JUST TRYING TO BELONG
by J. Scott Southworth
Watch it… if you have already seen the original Carrie and are seeking an adaptation with more violence and less vulnerability than the original adaptation.
Avoid it… and go watch Brian De Palma’s classic 1976 adaptation instead if you want a film that rises above its genre to provide a deeply affecting human story in between its episodes of shocking violence.
There are two types of horror films. There are those that treat themselves largely as genre exercises, offering levels of escalating violence throughout their duration as some sort of killer or monster reduces the number of the cast one by one. Halloween and Alien are examples of this type. But then there is another type, designed to deal with more subtle horrors that intrude into the otherwise normal lives of their characters. In this second type, the horror is often kept lingering beneath the surface for much of the film, sometimes to a point where someone walking in halfway through the movie might not notice immediately that they’re watching a horror film.
The original Carrie, written by Stephen King and directed by Brian De Palma in 1976, was a pioneer of this second type. It tells the story of a high-school girl named Carrie with telepathic powers who is bullied severely both by her classmates and her fanatically religious mother. A story like this could only end badly. But much De Palma’s film was spent establishing characters, detailing Carrie’s plight, and otherwise drawing viewers into the film. The effect was an almost hypnotic quality – a lullaby-like effect of drawing the audience in that only served to make the inevitable violence all the more devastating. The film went on to become a classic of the genre, standing together with Rosemary’s Baby and The Exorcist as one of the seminal horror works of an era.
The 2013 remake (or rather, as the filmmakers have described it, re-imagining of the original novel by Stephen King) hits most of the same points as De Palma’s adaptation. Similarities go beyond merely being adaptations of the same story – characters that were different between the original film and the novel frequently take after their film versions and some scenes between the two are shot with remarkably similar cinematography.

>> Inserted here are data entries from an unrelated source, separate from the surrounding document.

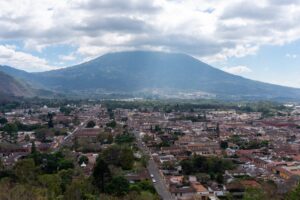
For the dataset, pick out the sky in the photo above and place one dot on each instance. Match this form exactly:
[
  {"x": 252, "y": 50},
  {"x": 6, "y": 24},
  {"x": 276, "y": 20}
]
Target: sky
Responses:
[{"x": 257, "y": 39}]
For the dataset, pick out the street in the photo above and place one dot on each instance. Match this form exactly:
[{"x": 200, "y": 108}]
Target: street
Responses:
[{"x": 160, "y": 185}]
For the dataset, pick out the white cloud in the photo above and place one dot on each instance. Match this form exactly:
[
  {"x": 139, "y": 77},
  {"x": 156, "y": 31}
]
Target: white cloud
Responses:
[
  {"x": 69, "y": 57},
  {"x": 291, "y": 55},
  {"x": 237, "y": 70},
  {"x": 207, "y": 29},
  {"x": 9, "y": 56}
]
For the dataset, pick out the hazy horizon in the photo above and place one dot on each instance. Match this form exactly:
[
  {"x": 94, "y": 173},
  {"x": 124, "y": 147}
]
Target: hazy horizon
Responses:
[{"x": 257, "y": 40}]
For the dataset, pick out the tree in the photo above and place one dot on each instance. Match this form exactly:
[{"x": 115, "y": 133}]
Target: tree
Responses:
[
  {"x": 66, "y": 178},
  {"x": 112, "y": 124},
  {"x": 50, "y": 120},
  {"x": 80, "y": 189},
  {"x": 224, "y": 144},
  {"x": 83, "y": 159},
  {"x": 101, "y": 174},
  {"x": 294, "y": 194},
  {"x": 25, "y": 170},
  {"x": 27, "y": 138},
  {"x": 91, "y": 124},
  {"x": 3, "y": 120},
  {"x": 118, "y": 186},
  {"x": 126, "y": 158},
  {"x": 52, "y": 182},
  {"x": 254, "y": 194}
]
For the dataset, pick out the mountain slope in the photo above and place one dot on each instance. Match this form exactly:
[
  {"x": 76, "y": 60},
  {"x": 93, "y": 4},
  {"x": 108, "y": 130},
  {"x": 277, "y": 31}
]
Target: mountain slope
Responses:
[
  {"x": 141, "y": 71},
  {"x": 10, "y": 87}
]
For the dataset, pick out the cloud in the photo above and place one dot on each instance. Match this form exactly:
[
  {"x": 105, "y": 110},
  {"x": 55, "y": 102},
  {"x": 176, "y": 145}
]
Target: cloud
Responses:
[
  {"x": 237, "y": 70},
  {"x": 69, "y": 57},
  {"x": 11, "y": 57},
  {"x": 207, "y": 29},
  {"x": 291, "y": 55}
]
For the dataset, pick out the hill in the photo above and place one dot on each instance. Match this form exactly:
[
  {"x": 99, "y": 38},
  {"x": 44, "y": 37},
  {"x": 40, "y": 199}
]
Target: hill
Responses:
[
  {"x": 142, "y": 72},
  {"x": 10, "y": 87}
]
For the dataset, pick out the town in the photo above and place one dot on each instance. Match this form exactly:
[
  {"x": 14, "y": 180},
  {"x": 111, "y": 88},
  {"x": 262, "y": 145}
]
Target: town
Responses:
[{"x": 149, "y": 150}]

Differences are plentiful, however. The setting, of course, is updated to modern times, which is used to add a few creative elements to the plot – a viral video of Carrie that hits the internet is a particularly effective and creative touch. Additionally, a pregnancy subplot that was present in the novel but cut from the original film is restored, with little actual effect on the narrative.

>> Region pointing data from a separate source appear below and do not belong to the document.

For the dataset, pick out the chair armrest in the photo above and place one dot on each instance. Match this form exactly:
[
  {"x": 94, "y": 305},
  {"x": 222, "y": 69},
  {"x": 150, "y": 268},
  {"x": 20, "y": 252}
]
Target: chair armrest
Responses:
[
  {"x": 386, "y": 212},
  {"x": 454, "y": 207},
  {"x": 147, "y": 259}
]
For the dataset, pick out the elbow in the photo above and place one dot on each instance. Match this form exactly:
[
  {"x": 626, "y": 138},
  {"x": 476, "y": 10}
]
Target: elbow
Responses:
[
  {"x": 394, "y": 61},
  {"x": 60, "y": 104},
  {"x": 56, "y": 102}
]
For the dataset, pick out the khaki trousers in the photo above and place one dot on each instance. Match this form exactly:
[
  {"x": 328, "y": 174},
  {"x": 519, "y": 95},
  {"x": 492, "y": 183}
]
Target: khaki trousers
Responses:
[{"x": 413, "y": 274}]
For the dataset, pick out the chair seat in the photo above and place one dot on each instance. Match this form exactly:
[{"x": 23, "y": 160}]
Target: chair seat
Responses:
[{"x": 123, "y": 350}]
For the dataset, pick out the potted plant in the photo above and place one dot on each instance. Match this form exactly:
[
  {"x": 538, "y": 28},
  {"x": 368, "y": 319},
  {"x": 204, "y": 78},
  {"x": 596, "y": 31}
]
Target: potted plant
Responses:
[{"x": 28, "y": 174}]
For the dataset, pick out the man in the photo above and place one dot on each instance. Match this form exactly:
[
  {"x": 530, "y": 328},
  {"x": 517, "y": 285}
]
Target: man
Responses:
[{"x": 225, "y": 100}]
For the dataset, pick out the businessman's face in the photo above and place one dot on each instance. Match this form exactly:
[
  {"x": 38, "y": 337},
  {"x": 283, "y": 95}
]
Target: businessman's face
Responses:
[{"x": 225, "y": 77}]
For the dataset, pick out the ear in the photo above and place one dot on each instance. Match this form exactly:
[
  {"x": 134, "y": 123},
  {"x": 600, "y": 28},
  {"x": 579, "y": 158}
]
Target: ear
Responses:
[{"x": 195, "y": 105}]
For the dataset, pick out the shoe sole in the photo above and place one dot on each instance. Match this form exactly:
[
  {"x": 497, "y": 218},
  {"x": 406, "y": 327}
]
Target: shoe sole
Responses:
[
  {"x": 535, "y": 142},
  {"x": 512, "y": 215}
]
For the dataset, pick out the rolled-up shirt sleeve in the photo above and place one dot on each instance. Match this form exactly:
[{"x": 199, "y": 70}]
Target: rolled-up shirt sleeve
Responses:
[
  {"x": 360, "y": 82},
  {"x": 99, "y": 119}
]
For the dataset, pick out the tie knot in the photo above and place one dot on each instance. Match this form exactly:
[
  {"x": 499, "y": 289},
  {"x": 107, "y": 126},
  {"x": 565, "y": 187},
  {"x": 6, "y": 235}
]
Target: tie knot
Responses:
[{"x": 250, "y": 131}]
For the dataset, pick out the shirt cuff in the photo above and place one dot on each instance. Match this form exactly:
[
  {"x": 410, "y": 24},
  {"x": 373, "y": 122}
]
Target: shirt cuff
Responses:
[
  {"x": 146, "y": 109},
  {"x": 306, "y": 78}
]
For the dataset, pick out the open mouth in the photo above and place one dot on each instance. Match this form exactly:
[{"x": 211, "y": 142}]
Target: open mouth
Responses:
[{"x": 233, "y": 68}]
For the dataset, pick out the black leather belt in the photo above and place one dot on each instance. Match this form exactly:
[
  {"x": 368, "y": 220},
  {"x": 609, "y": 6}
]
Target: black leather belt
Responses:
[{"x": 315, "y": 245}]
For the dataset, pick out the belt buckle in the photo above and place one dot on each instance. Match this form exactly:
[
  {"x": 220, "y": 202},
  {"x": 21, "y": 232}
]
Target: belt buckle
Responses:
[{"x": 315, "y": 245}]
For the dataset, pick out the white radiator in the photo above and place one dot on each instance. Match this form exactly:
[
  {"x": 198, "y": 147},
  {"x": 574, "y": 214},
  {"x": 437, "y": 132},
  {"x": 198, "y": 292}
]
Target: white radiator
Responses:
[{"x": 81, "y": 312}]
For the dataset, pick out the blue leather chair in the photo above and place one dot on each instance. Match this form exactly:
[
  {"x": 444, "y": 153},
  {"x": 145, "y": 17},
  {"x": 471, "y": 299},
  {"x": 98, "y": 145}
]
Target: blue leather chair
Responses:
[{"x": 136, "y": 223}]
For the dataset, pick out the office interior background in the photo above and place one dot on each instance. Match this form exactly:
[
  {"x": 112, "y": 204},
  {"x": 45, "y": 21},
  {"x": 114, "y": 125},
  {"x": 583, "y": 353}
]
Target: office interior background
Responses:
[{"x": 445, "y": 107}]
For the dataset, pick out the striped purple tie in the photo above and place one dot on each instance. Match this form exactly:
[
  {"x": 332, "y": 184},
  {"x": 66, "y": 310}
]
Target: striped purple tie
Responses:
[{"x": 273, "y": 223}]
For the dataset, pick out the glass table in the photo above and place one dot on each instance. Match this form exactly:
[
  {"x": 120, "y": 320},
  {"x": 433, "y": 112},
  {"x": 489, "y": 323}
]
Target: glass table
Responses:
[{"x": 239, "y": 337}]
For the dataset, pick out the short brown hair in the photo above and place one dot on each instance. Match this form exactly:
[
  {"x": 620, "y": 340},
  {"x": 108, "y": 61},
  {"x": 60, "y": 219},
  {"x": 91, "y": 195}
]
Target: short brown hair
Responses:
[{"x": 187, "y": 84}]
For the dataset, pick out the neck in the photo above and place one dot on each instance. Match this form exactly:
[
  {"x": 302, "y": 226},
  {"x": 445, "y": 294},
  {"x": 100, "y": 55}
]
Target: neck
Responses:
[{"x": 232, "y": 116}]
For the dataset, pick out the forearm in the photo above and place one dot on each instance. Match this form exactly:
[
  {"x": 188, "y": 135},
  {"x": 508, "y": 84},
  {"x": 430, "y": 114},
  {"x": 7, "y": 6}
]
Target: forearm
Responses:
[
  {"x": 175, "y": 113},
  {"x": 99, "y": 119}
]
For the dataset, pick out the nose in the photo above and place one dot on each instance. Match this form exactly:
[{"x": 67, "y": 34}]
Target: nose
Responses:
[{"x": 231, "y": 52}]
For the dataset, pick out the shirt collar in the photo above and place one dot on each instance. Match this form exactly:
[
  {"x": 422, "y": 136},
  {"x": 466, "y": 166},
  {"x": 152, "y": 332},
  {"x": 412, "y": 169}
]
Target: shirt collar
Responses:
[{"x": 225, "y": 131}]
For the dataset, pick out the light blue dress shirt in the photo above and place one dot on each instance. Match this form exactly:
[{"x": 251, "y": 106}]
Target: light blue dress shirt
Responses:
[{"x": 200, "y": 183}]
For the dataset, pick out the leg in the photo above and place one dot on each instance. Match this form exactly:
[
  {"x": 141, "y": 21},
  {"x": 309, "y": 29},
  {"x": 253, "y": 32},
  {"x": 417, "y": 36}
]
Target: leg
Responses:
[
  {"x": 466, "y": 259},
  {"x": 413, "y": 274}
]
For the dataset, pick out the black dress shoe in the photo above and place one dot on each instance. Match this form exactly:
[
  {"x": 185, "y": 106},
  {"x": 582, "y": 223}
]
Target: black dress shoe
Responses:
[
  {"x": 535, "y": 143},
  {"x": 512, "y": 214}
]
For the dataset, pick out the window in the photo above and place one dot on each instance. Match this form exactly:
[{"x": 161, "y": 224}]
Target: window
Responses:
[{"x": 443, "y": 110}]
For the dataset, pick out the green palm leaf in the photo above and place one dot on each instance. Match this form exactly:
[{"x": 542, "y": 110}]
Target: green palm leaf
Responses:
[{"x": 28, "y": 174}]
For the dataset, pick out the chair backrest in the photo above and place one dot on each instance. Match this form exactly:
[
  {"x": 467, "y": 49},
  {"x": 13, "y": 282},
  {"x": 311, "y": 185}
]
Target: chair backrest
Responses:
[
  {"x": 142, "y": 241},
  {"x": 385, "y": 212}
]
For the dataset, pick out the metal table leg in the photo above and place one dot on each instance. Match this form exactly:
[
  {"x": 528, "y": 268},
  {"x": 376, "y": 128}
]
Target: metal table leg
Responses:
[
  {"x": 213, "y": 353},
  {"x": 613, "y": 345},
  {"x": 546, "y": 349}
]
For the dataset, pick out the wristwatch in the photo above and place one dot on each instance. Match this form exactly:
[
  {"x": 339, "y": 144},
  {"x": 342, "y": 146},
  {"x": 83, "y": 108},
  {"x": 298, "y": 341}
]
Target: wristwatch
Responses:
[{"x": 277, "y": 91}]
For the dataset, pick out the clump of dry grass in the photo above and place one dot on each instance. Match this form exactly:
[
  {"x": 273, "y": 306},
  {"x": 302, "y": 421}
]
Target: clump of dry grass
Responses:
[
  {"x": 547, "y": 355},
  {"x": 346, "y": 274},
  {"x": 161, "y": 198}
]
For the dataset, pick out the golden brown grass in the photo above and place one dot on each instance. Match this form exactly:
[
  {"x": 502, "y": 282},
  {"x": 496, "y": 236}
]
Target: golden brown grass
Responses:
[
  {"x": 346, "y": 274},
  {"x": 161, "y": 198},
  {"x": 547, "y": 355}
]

Some of the changes were less than effective, however. The remake’s biggest weakness is in the portrayal of Carrie herself. In the original, Carrie remained innocent throughout the entire film, in part because she was so clearly psychologically broken and unable to defend herself. Even the destruction in the film’s final act seemed more like confused self-defense than active aggression. In the remake, Carrie (performed by Chloë Grace Moretz) is never so vulnerable. Part of the problem is the screenplay, which has Carrie argue with and stand up to her abusers for much of the film. Moretz’s performance doesn’t help matters – she portrays a Carrie who stands straight and speaks frankly; her vulnerability, when portrayed, never seems complete or sincere. This becomes problematic in the later scenes, when her strong-will throughout the film changes from scenes of inevitable disaster to scenes of grisly murder. This is one of those instances where the change of a single character is enough to change the film entirely.
The soundtrack, by Marco Beltrami, is also less than effective, utilizing echo-effects, contradictory notes and eerie melodies to provide a sense of unease where it is least needed. Whereas the original adaptation attempted to lure viewers into a state of ease and involvement, the remake seems intent on doing the exact opposite, seeming to say that “sure, we might be focusing on our characters and their lives right now, but don’t get too involved – this is a “horror” film, and don’t you forget it!”
There is still a certain power to the narrative, despite these flaws. During individual scenes, when the soundtrack was less noisy and the characters were all at their best, I felt drawn into the story in a way similar to the original. But such moments were never lasting and combined with an ending that is no longer satisfying, I’m left unsure who to recommend the new Carrie to. Fans of the original film will be disappointed by its lack of loyalty to the original’s themes. Horror fans will find far too little in the way of shocks or violence for their tastes. There’s not a whole lot to hate in 2013’s Carrie, but there’s not much to recommend, either.